La solitudine fa risplendere la Verità «nel deserto fiorito / dell'anima» (Come allora), per­mette di oltrepassare i «limiti del tempo» (Dal bianco del pennello), di percepire il «candore del diamante / dentro l'oscurità» (Un rifles­so d'amore). Nel silenzio si coglie la voce del Signore che chiama le Sue creature, dal silen­zio scaturiscono «frammenti di cielo» (Quali frammenti di cielo), nel silenzio si vive lo stu­pore di fronte alla meraviglia del creato (Chi ama è prodigo). Silenzio e solitudine, cercati e accettati per una più intensa e consapevole penetrazione nel sapere, diventano elementi indispensabili per gratificanti sensazioni di consonanza e di immersione nella realtà che appare luminosa in una policromia sfaccettata di trasparenze in cui prevalgono le tonalità e le sfumature dell'azzurro del cielo e del mare. Ma il silenzio e la solitudine si annullano nella percezione della presenza di Dio nel proprio cuore (E dove le ali ) che permette di intessere un dialogo silenzioso, ma profondo e illumi­nante. Un'esperienza che va rivissuta, ogget­tivata verbalmente per poter essere comuni­cata, ragion per cui per la poetessa diventa di determinante importanza Scrivere, tematica a cui dedica diverse liriche nella consapevolezza che «Scrivere è cogliere lo stupore / dentro il calice del sospiro», quel sospiro che appun­to si avverte solo nel silenzio, ma che poi si dilata ed arricchisce, diventando quella voce di mistero e di verità che l'animo del poeta coglie e che la sua poesia esprime e comunica.

Questo mondo poetico, nel suo silenzio e nella sua solitudine, è privo di presenze umane: il dialogo interpersonale è sempre con il divi­no, in momenti di più intensa ed approfondi­ta riflessione sui misteri cristiani (Settimana Santa) , nel ripercorrere con la memoria e la fantasia le regioni della Terra santificate dalla presenza divina nella Storia, in un colloquio personale di dialogo e di ricerca (O Divina Madre, Vergine della Solitudine, Cercarti ) nell'attesa e nella speranza. Unica presenza umana, nella sua dimensione trascendentale tra terra e cielo, è Celina, a cui è dedicata l'intensa e commossa lirica Un raro fiore : si tratta di una consorella orsolina indiana la cui vita è stata contrassegnata dalla stupefa­cente presenza del divino e di cui è in corso la causa di beatificazione.

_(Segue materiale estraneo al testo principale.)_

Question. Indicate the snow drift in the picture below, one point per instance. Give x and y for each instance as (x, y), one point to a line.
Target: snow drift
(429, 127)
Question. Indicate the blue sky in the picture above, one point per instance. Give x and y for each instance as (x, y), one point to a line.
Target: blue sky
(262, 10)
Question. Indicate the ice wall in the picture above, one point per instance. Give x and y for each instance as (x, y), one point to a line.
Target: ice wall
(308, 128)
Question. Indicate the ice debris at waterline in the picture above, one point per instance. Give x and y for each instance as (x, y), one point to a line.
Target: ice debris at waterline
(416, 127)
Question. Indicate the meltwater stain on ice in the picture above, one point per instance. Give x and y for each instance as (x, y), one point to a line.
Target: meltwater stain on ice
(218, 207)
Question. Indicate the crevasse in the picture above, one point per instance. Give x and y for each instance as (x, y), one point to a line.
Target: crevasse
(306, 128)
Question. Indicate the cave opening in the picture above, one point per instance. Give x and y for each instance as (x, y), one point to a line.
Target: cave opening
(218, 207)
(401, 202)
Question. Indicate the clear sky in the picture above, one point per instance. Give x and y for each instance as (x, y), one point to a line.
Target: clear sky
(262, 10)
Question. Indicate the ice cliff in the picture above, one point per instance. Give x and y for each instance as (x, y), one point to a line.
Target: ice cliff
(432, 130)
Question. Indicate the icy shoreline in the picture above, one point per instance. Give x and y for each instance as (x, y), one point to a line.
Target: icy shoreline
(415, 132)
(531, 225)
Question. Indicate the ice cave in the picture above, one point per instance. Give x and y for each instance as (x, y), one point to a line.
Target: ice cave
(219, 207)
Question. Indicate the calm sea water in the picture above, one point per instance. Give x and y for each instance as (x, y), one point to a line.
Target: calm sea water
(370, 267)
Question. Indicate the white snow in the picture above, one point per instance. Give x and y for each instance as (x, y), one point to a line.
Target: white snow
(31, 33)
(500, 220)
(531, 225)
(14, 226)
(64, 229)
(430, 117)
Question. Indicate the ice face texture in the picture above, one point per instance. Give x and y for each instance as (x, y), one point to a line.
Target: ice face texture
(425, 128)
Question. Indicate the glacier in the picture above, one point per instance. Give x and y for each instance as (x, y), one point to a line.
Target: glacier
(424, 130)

Così la poesia di Mariangela De Togni si conferma contrassegnata da un'ispirazione per­sistente e unitaria, tesa a dire l'indicibile che solo il cuore coglie e che solo la poesia, con la ricchezza delle sue immagini e l'espressività sottile e profonda dei versi, può esprimere, in un'elegante ricercatezza formale che proietta

il dire poetico al di là del tempo e della storia in una dimensione di continuità e persistenza della natura che diventa metafora dell'eterno e tensione verso l'assoluto.

Per Mariangela De Togni scrivere poesia rappresenta il modo più autentico ed efficace di comunicare in un dialogo che vuol essere aperto a tutti e tutti vuole coinvolgere nella contemplazione del mistero della creazione.